OADM – Optical Add/Drop Multiplexer. This network element adds and/or drops wavelengths from a WDM fiber. Replacing the old electrical ADMs, they are used to build an optical layer version of SONET/SDH rings. Many of the original OADMs used fixed optical filters to extract the wavelengths and, as a result, were inflexible and hard to upgrade. They have been superseded by ROADMs.
ROADM – Reconfigurable Optical Add/Drop Multiplexer. The major improvement offered by ROADMs is the use of a configurable wavelength selective element to pick the wavelength to be dropped. As a result, these are the first true wavelength switches. They permit a network operator to dynamicly reconfigure the wavelengths in a WDM fiber ring. Competition among the many vendors of ROADMs has resulted in a number of added features including optical layer ring protection switching and a limited cross-connect capability for interconnecting rings (see WISX below). The limited cross-connect capability is frequently implemented using a bank of small (e.g. 1 x 9) switches called a Wavelength Selective Switch. This has led to confusion with the true cross-connects below.
OXC – Optical Cross-connect. Also once known as Fiber Cross-connect (FXC), an OXC connects one fiber to another fiber without concern for what traffic is being carried. As a result, OXCs could be used to switch wavelengths if the WDM Mux/Demux were handled externally or they could be used for dynamic fiber management independent of WDM. The term “Optical Cross-Connect” now frequently refers to an electrical switch with optical inputs and outputs and has been replaced by the term Photonic Cross-Connect (PXC) for true optical switches.
WSXC – Wavelength Selective Cross-connect. Unlike a PXC, a WSXC handles the WDM Mux/Demux internally and selectively directs individual wavelengths from one fiber to another. Thus wavelength 1 of input fiber 1 can be switched to output fiber 2 while wavelength 2 of input fiber 1 is switched to output fiber 5. This capability is useful for building WDM mesh networks or interconnecting multiple WDM rings. As a result, a limited version of WSXC has been incorporated into some ROADMs, frequently known as “hubbed ROADMs”. However, note that WSXCs do not convert wavelengths. The same wavelength must be available along the entire mesh optical path or in both rings. In essence, a WSXC incorporates the WDM Mux/Demux with a stack of small PXCs, one for each wavelength (typically 40 or 80). As network congestion increases the odds that an end-to-end wavelength is available significantly decreases. In congested network regions, precisely those areas where wavelength switching flexibility is most needed, the benefits of WSXCs wane. For full network flexibility, a different network element is required, a WIXC.
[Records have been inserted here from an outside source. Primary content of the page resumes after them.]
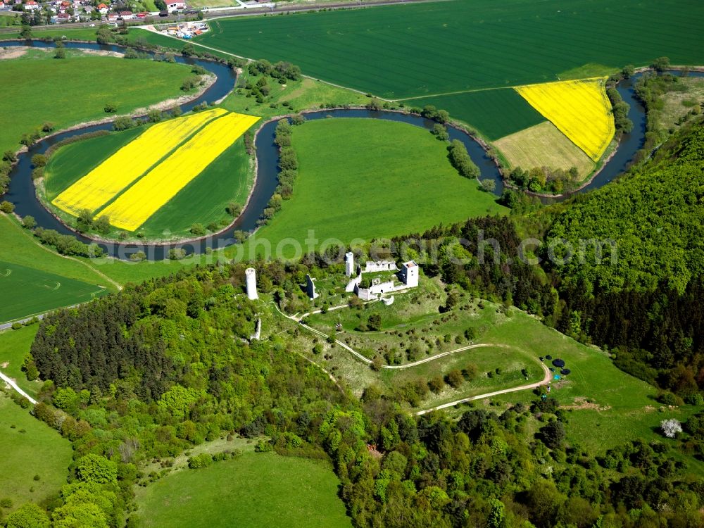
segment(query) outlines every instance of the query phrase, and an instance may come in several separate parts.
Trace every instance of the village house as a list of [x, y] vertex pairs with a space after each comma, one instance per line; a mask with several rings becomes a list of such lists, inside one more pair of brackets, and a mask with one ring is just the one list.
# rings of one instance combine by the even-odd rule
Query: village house
[[182, 0], [175, 0], [175, 1], [167, 4], [166, 7], [170, 11], [172, 11], [174, 9], [185, 9], [186, 2], [182, 1]]

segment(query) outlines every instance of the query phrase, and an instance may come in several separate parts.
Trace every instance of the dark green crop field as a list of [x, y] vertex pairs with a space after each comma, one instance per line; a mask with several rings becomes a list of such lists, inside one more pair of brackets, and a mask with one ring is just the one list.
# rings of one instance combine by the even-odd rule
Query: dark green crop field
[[107, 290], [74, 279], [0, 260], [0, 321], [90, 301]]
[[454, 0], [213, 22], [197, 42], [389, 99], [704, 63], [700, 0]]
[[406, 104], [418, 107], [432, 104], [444, 108], [453, 118], [472, 123], [472, 126], [491, 141], [545, 120], [513, 88], [423, 97], [410, 99]]

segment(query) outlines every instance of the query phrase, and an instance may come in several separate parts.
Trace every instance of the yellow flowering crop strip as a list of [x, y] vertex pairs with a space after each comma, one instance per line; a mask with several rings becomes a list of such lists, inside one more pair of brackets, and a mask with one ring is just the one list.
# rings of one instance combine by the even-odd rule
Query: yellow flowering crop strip
[[227, 111], [214, 108], [150, 127], [54, 199], [74, 215], [94, 211], [149, 170], [191, 134]]
[[230, 113], [208, 123], [96, 216], [134, 231], [203, 172], [259, 118]]
[[528, 103], [594, 161], [614, 137], [606, 77], [546, 82], [515, 88]]

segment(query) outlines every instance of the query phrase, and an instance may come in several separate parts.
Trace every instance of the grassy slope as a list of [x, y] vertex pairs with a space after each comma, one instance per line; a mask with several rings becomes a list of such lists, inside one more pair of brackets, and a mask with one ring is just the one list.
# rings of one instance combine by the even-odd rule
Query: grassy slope
[[[439, 302], [441, 303], [443, 300], [436, 301], [436, 303]], [[466, 302], [466, 299], [463, 301], [460, 306]], [[674, 441], [664, 438], [658, 432], [660, 420], [676, 417], [684, 421], [696, 412], [697, 409], [691, 406], [674, 409], [660, 408], [660, 405], [655, 400], [657, 394], [655, 387], [617, 369], [602, 351], [580, 344], [546, 327], [535, 318], [515, 308], [511, 310], [510, 316], [506, 317], [496, 311], [496, 305], [486, 301], [483, 302], [485, 306], [483, 310], [477, 309], [476, 304], [474, 304], [474, 308], [470, 307], [469, 310], [459, 312], [458, 320], [454, 322], [451, 321], [436, 329], [429, 324], [429, 321], [437, 318], [436, 312], [432, 314], [429, 310], [432, 308], [432, 302], [423, 301], [422, 306], [416, 308], [421, 312], [424, 309], [428, 310], [426, 316], [415, 314], [409, 317], [409, 321], [406, 323], [398, 324], [394, 321], [391, 309], [396, 306], [396, 302], [388, 308], [375, 305], [363, 313], [366, 315], [372, 311], [379, 311], [382, 321], [386, 320], [389, 325], [396, 325], [394, 328], [385, 325], [385, 329], [398, 329], [405, 333], [415, 329], [421, 337], [428, 335], [423, 332], [424, 328], [429, 329], [431, 333], [448, 333], [454, 337], [463, 332], [464, 328], [472, 326], [479, 332], [475, 343], [507, 345], [511, 347], [508, 352], [502, 348], [474, 349], [450, 356], [449, 359], [437, 360], [402, 371], [383, 370], [379, 375], [339, 347], [331, 348], [324, 344], [324, 353], [313, 355], [310, 353], [313, 346], [309, 334], [301, 334], [302, 338], [298, 344], [311, 359], [327, 370], [332, 370], [336, 377], [345, 381], [356, 394], [361, 394], [365, 386], [373, 382], [381, 382], [389, 389], [393, 389], [404, 381], [417, 377], [427, 379], [438, 374], [445, 374], [453, 368], [462, 368], [468, 363], [477, 365], [480, 372], [486, 372], [491, 366], [501, 367], [504, 371], [501, 375], [491, 379], [480, 375], [477, 379], [465, 382], [459, 389], [446, 387], [440, 394], [433, 395], [431, 393], [422, 402], [421, 407], [423, 408], [522, 384], [525, 383], [524, 380], [511, 373], [512, 370], [515, 372], [516, 369], [520, 370], [521, 364], [528, 368], [532, 380], [542, 379], [541, 370], [536, 363], [538, 356], [551, 354], [553, 358], [561, 358], [565, 360], [566, 366], [571, 369], [572, 373], [559, 383], [553, 382], [551, 395], [563, 406], [574, 406], [575, 400], [579, 404], [586, 398], [591, 399], [593, 408], [572, 408], [569, 411], [567, 433], [571, 442], [579, 444], [593, 453], [603, 453], [627, 439], [636, 438], [642, 438], [647, 441]], [[402, 313], [403, 306], [403, 304], [398, 306]], [[353, 326], [355, 312], [346, 309], [343, 312], [336, 310], [313, 316], [310, 318], [311, 324], [323, 331], [332, 329], [332, 325], [338, 320], [343, 322], [346, 329], [351, 325], [351, 322]], [[280, 319], [278, 324], [289, 327], [289, 322]], [[453, 325], [456, 327], [453, 328]], [[393, 339], [396, 340], [397, 345], [401, 339], [408, 341], [405, 336], [394, 338], [382, 333], [360, 334], [349, 331], [338, 336], [338, 339], [346, 340], [351, 336], [355, 344], [353, 348], [357, 344], [363, 342], [362, 340], [366, 341], [367, 348], [378, 350], [384, 348], [385, 345], [388, 347], [388, 344]], [[455, 345], [457, 347], [460, 346]], [[436, 351], [434, 353], [436, 353]], [[331, 358], [325, 359], [323, 357], [325, 354], [331, 354]], [[491, 398], [491, 401], [503, 405], [518, 401], [529, 403], [534, 399], [535, 396], [532, 391], [524, 391], [496, 396]], [[484, 400], [475, 402], [474, 405], [485, 406], [488, 403], [489, 400]], [[456, 410], [449, 409], [448, 412], [459, 414], [464, 408], [460, 406]], [[501, 410], [490, 406], [487, 408], [498, 412]], [[698, 463], [691, 458], [687, 458], [686, 460], [693, 470], [704, 470], [702, 463]]]
[[111, 291], [115, 289], [115, 286], [109, 281], [101, 277], [91, 268], [81, 263], [80, 260], [62, 257], [36, 243], [32, 235], [4, 214], [0, 214], [0, 240], [4, 247], [11, 248], [11, 251], [4, 251], [0, 253], [0, 258], [6, 262], [20, 264], [92, 284], [99, 284]]
[[106, 117], [106, 103], [127, 113], [182, 94], [181, 83], [187, 67], [114, 57], [75, 56], [63, 60], [18, 58], [0, 63], [3, 87], [8, 93], [40, 94], [4, 97], [0, 115], [7, 126], [0, 128], [0, 151], [18, 147], [22, 134], [46, 121], [57, 130]]
[[107, 293], [95, 284], [3, 260], [0, 289], [4, 298], [11, 299], [0, 303], [0, 321], [84, 303]]
[[471, 123], [491, 141], [545, 121], [545, 118], [511, 88], [423, 97], [404, 103], [418, 107], [432, 104], [444, 108], [453, 117]]
[[350, 527], [339, 485], [320, 462], [247, 453], [140, 489], [137, 515], [144, 527]]
[[512, 167], [526, 170], [534, 167], [569, 170], [574, 166], [579, 176], [584, 177], [595, 167], [594, 162], [584, 151], [549, 122], [502, 137], [494, 144]]
[[[42, 382], [28, 381], [22, 372], [22, 363], [30, 351], [39, 327], [39, 325], [30, 325], [18, 330], [0, 332], [0, 370], [14, 379], [22, 390], [33, 398], [36, 398]], [[3, 366], [5, 365], [7, 366]]]
[[679, 82], [686, 87], [684, 92], [670, 92], [662, 96], [662, 109], [657, 113], [658, 128], [667, 130], [677, 127], [677, 120], [696, 105], [704, 104], [704, 79], [684, 77]]
[[[55, 495], [66, 482], [70, 443], [1, 393], [0, 452], [0, 497], [11, 498], [15, 508]], [[38, 481], [34, 480], [36, 474]]]
[[[7, 265], [0, 265], [0, 268], [3, 272], [8, 268], [16, 268], [16, 272], [0, 278], [5, 284], [0, 320], [89, 300], [89, 292], [99, 291], [98, 285], [108, 291], [116, 289], [91, 267], [76, 259], [61, 257], [37, 244], [29, 233], [4, 214], [0, 215], [0, 240], [7, 249], [0, 253]], [[60, 282], [61, 287], [51, 291], [42, 285], [48, 284], [47, 281], [55, 281], [54, 284]]]
[[447, 1], [217, 20], [196, 42], [400, 98], [555, 80], [593, 63], [700, 63], [703, 18], [696, 0]]
[[476, 181], [458, 174], [446, 144], [424, 129], [390, 121], [301, 125], [293, 134], [299, 162], [294, 196], [249, 247], [263, 240], [275, 247], [287, 237], [302, 242], [308, 230], [321, 241], [391, 237], [503, 210]]

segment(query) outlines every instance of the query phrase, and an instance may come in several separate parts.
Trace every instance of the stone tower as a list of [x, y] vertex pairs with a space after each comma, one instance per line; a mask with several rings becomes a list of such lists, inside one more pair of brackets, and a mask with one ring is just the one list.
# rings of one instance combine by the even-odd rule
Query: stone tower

WIXC – Wavelength Interchange Cross-connect. A WIXC incorporates the functionality of a WSXC with the added capability to change the wavelength as it passes through the node. Any input wavelength in any input fiber can be directed to any output wavelength in any output fiber, a true non-blocking optical cross-connect. There are a number of ways of adding the wavelength conversion capability. A decade ago, it was widely viewed that, like the switching, the wavelength conversion would be done optically. All-optical wavelength conversion has proven more difficult than then thought and most today view the wavelength conversion as an OEO operation. This has the added benefit of permitting (although not requiring) a full 3R regeneration at this point if the network architecture requires. Note, however, if this is carried too far, a WIXC begins to have all of the extreme cost, heat, power and size problems of all-electronic switches.
Fortunately, while wavelength conversion will be required in a congested network, it will not be required everywhere. As a result, instead of providing wavelength conversion for every port, a more cost-effective architecture is appearing. In this revised view, wavelength conversion, 3R regeneration, traffic monitoring and other capabilities are shared resources which are available in the WIXC node and switched in when and where required. This significantly reduces the node cost, but does require a sufficiently large cross-connect to include ports not only for the traffic bearing fibers, but also for these added shared network resources.